The grain resistance and the grain boundary resistance were obtained by fitting the proposed circle with the help of Z-view software, activation energies are calculated from the temperature dependence resistance of the composites as shown in the Fig. 12. It obeys the Arrhenius law as follows;

$$R = R_{0} \exp \left( {\frac{{ - E_{a} }}{{K_{B} T}}} \right)$$

(3)

where R ₀ is the pre-exponential factor. E _a is the activation energy of the conduction. Values in the ranges 0.3–0.4 and 0.6–1.3 eV in the low temperature region 200–400 °C have been associated with singly and doubly ionized oxygen vacancies, respectively [33]. In the high temperature region, mixed conduction governed by both doubly ionized oxygen and lead vacancies for F and Mn co-doped PZT [35] is responsible for the high activation energy of 1.47–2.02 eV. It is reported [33] that the activation energy in the ABO₃ perovskite structure decreases with increasing oxygen vacancy content. For the studied samples, The bulk activation energy decreases with the BYYb content for x > 0.02, which suggests an increase of oxygen vacancy concentration.
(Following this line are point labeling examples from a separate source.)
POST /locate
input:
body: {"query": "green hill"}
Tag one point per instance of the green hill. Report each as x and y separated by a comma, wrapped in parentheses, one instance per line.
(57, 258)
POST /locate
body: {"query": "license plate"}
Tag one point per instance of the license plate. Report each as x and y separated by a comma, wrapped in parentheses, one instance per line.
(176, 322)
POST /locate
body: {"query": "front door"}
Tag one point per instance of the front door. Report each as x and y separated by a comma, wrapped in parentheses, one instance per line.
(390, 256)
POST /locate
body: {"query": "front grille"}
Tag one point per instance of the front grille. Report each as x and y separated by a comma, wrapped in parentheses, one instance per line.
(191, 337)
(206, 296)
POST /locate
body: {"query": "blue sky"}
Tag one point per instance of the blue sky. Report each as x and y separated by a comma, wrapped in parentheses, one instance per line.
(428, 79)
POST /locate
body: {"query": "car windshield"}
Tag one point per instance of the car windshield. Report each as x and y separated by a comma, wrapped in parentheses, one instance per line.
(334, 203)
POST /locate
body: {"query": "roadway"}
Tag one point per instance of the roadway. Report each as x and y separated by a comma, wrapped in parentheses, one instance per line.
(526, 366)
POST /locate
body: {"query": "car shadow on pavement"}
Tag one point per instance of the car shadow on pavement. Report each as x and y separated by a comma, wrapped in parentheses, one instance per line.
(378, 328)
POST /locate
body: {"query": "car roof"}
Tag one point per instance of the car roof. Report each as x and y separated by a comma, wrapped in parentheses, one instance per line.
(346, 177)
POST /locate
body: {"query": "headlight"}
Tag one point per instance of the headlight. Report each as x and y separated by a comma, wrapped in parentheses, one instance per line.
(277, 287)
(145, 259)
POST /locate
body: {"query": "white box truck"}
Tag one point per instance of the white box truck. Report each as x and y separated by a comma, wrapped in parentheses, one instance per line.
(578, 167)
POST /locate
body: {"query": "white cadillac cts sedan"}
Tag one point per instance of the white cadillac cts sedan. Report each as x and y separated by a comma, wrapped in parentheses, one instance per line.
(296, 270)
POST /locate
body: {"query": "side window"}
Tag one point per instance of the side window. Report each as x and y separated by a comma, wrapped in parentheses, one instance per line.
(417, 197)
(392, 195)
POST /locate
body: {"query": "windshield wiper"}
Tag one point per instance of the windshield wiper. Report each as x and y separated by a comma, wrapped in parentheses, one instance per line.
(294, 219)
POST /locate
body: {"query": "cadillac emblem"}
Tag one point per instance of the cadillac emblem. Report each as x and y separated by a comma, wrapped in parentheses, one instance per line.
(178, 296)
Moreover, the value of the relaxation activation energy at 0.98BT–0.02BYYb is a little higher than that of bulk resistance, which is consistent with (Pb_0.88Sm_0.08) (Ti_1−xMn_x)O₃ ceramics above T_m [32] and indicates the different mechanism in the both process.

Fig. 12

Arrhenus plot of grain and grain boundary with equivalent circuit at high temperatures ranges from 400 to 480 °C

4 Conclusions

(1 − x)BT–xBYYb (x = 0.01–0.12) ceramics were prepared by solid-state method. The crystal phase changes gradually from the tetragonal phase to the pseudocubic phase in the samples when 0.07 < x < 0.08. The average grain size decreases with x value. Dielectric properties are depressed and dielectric peaks are broadened with x. T_m first increased and then decreased. BT–BYYb system exhibited diffused phase transition and good temperature stability. It can follow the modified the Curie–Weiss law and the transition diffuse γ is 1 and 2, the different mechanism is responsible for in conduction and relaxation process.